Choosing a workload
The opensearch-benchmark-workloads repository contains a list of workloads that you can use to run your benchmarks. Using a workload similar to your cluster’s use cases can save you time and effort when assessing your cluster’s performance.
For example, say you’re a system architect at a rideshare company. As a rideshare company, you collect and store data based on trip times, locations, and other data related to each rideshare. Instead of building a custom workload and using your own data, which requires additional time, effort, and cost, you can use the nyc_taxis workload to benchmark your cluster because the data inside the workload is similar to the data that you collect.

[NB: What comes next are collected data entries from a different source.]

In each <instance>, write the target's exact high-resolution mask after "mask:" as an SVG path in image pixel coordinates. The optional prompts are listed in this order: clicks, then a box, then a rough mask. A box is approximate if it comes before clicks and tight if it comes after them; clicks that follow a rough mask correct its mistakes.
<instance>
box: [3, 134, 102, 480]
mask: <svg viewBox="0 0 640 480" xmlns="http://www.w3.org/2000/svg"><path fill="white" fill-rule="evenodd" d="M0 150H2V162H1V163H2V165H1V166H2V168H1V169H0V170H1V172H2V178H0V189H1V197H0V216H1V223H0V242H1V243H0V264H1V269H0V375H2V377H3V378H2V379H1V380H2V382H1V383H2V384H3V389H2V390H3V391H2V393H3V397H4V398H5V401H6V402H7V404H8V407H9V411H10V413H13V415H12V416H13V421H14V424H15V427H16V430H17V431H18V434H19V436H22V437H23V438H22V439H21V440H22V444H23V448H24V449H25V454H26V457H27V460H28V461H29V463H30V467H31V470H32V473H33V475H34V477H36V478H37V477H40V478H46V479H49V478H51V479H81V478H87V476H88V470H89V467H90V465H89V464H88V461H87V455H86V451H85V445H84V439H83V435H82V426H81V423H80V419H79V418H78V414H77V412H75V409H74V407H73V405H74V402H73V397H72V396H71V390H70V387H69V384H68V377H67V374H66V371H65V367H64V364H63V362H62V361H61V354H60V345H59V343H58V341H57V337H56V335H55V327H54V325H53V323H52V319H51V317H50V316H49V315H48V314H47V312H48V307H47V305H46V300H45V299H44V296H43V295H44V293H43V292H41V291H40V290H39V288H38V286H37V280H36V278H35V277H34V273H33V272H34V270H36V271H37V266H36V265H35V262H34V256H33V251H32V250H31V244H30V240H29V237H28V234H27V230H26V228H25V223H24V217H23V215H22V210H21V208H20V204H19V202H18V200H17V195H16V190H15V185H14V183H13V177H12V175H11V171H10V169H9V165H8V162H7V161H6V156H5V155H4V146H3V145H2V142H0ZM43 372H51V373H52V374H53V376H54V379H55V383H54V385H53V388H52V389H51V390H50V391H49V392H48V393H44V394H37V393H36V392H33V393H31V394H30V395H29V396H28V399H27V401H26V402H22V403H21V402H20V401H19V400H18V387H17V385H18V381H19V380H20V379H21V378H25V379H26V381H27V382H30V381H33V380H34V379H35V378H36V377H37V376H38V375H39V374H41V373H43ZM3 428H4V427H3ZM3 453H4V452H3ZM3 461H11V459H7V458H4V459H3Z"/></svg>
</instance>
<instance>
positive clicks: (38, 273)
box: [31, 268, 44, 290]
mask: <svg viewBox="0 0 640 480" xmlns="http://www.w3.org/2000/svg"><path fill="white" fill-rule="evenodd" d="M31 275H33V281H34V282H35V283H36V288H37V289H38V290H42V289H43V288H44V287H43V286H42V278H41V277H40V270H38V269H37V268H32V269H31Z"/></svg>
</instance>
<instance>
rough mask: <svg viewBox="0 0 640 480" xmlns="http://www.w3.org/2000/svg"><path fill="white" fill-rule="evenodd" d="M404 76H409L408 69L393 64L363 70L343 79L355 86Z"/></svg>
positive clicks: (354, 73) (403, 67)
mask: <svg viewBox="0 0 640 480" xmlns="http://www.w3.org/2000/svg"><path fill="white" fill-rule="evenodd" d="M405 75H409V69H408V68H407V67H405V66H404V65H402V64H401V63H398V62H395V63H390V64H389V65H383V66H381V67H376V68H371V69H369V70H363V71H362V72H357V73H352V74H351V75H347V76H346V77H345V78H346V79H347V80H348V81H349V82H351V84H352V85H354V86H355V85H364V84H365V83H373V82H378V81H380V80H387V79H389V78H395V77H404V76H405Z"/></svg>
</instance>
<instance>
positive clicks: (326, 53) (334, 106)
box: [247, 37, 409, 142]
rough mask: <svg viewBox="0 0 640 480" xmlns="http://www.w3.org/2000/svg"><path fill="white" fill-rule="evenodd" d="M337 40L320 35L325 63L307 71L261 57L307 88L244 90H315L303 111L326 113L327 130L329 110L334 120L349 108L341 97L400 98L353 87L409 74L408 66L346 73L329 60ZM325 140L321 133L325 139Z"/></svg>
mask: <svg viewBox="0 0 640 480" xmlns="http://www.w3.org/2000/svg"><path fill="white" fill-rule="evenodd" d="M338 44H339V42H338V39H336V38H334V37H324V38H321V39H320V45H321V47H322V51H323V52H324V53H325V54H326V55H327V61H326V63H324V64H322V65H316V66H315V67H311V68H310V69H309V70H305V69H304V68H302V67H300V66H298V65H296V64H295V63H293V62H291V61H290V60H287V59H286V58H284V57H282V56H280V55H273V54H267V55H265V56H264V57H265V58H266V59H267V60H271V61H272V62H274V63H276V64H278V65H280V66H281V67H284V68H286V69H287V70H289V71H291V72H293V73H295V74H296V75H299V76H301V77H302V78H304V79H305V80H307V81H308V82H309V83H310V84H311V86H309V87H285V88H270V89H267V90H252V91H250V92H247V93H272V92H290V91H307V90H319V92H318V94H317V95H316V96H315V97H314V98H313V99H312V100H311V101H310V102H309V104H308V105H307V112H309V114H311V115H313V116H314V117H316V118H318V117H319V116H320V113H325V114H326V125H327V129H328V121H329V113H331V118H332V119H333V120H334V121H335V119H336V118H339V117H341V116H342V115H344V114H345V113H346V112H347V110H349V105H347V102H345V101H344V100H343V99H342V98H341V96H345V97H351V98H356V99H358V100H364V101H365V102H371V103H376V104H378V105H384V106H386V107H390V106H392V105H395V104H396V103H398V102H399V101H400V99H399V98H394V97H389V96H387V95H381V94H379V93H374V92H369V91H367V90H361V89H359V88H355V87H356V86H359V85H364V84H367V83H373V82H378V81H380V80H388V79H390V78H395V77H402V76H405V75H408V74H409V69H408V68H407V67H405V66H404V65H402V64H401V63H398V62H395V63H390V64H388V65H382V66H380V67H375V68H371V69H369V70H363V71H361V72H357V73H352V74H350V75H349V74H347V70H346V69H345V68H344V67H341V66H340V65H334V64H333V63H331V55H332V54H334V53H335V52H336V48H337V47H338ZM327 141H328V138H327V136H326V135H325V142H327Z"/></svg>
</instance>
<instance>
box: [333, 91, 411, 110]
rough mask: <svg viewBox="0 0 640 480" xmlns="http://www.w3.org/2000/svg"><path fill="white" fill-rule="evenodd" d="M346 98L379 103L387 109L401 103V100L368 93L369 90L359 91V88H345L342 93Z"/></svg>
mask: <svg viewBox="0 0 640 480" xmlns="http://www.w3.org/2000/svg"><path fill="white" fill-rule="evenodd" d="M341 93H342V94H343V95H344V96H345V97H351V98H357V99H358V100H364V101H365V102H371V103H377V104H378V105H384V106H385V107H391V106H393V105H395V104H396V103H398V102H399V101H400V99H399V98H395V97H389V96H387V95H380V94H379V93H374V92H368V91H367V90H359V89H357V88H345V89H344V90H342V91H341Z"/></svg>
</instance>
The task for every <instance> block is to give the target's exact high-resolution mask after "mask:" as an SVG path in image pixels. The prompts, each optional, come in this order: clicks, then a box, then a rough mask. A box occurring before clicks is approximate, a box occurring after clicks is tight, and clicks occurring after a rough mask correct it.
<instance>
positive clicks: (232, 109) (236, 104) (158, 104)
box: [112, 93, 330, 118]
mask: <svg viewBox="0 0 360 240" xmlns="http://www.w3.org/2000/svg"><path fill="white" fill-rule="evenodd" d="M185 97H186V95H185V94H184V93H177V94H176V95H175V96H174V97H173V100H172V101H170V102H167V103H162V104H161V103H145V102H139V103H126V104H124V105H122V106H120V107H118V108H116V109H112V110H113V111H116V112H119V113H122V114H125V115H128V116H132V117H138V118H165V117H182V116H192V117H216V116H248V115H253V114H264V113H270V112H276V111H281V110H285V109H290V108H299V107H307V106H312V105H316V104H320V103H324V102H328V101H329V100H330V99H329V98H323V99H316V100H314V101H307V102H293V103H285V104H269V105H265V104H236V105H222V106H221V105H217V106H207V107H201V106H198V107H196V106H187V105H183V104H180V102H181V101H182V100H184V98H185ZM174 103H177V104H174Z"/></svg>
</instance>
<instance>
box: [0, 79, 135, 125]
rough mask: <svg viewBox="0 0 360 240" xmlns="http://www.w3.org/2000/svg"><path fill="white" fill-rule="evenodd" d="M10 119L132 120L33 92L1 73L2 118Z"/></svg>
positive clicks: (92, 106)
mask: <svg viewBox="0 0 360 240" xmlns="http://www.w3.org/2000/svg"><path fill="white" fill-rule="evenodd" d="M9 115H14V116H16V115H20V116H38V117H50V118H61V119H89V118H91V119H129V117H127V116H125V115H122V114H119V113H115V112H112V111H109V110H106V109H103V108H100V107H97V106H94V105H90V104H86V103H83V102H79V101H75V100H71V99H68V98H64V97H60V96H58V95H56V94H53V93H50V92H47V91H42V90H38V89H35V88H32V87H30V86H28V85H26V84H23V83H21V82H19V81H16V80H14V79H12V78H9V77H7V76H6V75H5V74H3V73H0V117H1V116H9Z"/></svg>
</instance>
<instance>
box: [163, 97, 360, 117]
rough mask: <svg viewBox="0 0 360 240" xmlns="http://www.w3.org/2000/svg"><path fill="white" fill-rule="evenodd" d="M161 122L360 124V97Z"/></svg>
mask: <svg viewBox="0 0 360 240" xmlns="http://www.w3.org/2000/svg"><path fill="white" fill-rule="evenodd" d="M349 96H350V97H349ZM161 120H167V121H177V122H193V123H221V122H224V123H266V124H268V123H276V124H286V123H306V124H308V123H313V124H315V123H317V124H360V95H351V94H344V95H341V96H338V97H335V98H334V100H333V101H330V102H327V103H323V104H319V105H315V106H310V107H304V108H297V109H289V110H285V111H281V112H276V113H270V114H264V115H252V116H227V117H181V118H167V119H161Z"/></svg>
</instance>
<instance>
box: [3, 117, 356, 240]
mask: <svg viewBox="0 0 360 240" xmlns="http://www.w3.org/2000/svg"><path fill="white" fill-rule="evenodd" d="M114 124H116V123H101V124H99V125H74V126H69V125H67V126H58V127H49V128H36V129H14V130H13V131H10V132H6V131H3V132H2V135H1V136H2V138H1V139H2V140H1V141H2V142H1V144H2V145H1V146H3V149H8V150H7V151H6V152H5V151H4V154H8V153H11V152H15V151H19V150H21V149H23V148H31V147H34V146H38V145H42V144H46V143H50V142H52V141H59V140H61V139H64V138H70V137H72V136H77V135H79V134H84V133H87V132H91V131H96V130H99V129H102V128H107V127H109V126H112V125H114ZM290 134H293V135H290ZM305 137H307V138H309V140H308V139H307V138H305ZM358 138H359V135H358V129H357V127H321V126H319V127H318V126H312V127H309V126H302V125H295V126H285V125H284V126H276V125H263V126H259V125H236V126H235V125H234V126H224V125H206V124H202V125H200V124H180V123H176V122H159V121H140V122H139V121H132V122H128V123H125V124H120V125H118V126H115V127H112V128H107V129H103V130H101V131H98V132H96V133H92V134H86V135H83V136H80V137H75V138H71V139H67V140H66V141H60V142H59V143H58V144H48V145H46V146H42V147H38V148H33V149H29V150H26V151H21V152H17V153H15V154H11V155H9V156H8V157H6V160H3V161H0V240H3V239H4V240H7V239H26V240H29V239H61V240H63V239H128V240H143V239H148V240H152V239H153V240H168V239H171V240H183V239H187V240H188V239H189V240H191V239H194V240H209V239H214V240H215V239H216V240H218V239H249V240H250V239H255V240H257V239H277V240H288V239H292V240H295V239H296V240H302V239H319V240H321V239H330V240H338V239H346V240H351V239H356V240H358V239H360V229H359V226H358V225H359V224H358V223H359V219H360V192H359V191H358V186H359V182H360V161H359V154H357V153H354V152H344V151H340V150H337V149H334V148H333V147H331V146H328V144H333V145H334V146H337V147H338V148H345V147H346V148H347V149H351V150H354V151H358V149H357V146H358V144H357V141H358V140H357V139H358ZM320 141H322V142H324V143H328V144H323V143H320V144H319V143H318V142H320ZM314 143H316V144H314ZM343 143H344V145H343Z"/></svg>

Criteria for choosing a workload
Consider the following criteria when deciding which workload would work best for benchmarking your cluster:
- The cluster’s use case.
- The data types that your cluster uses compared to the data structure of the documents contained in the workload. Each workload contains an example document so that you can compare data types, or you can view the index mappings and data types in the
index.json
file. - The query types most commonly used inside your cluster. The
operations/default.json
file contains information about the query types and workload operations.
General search clusters
For benchmarking clusters built for general search use cases, start with the [nyc_taxis]
(https://github.com/opensearch-project/opensearch-benchmark-workloads/tree/main/nyc_taxis) workload. This workload contains data about the rides taken in yellow taxis in New York City in 2015.
Log data
For benchmarking clusters built for indexing and search with log data, use the http_logs
workload. This workload contains data about the 1998 World Cup.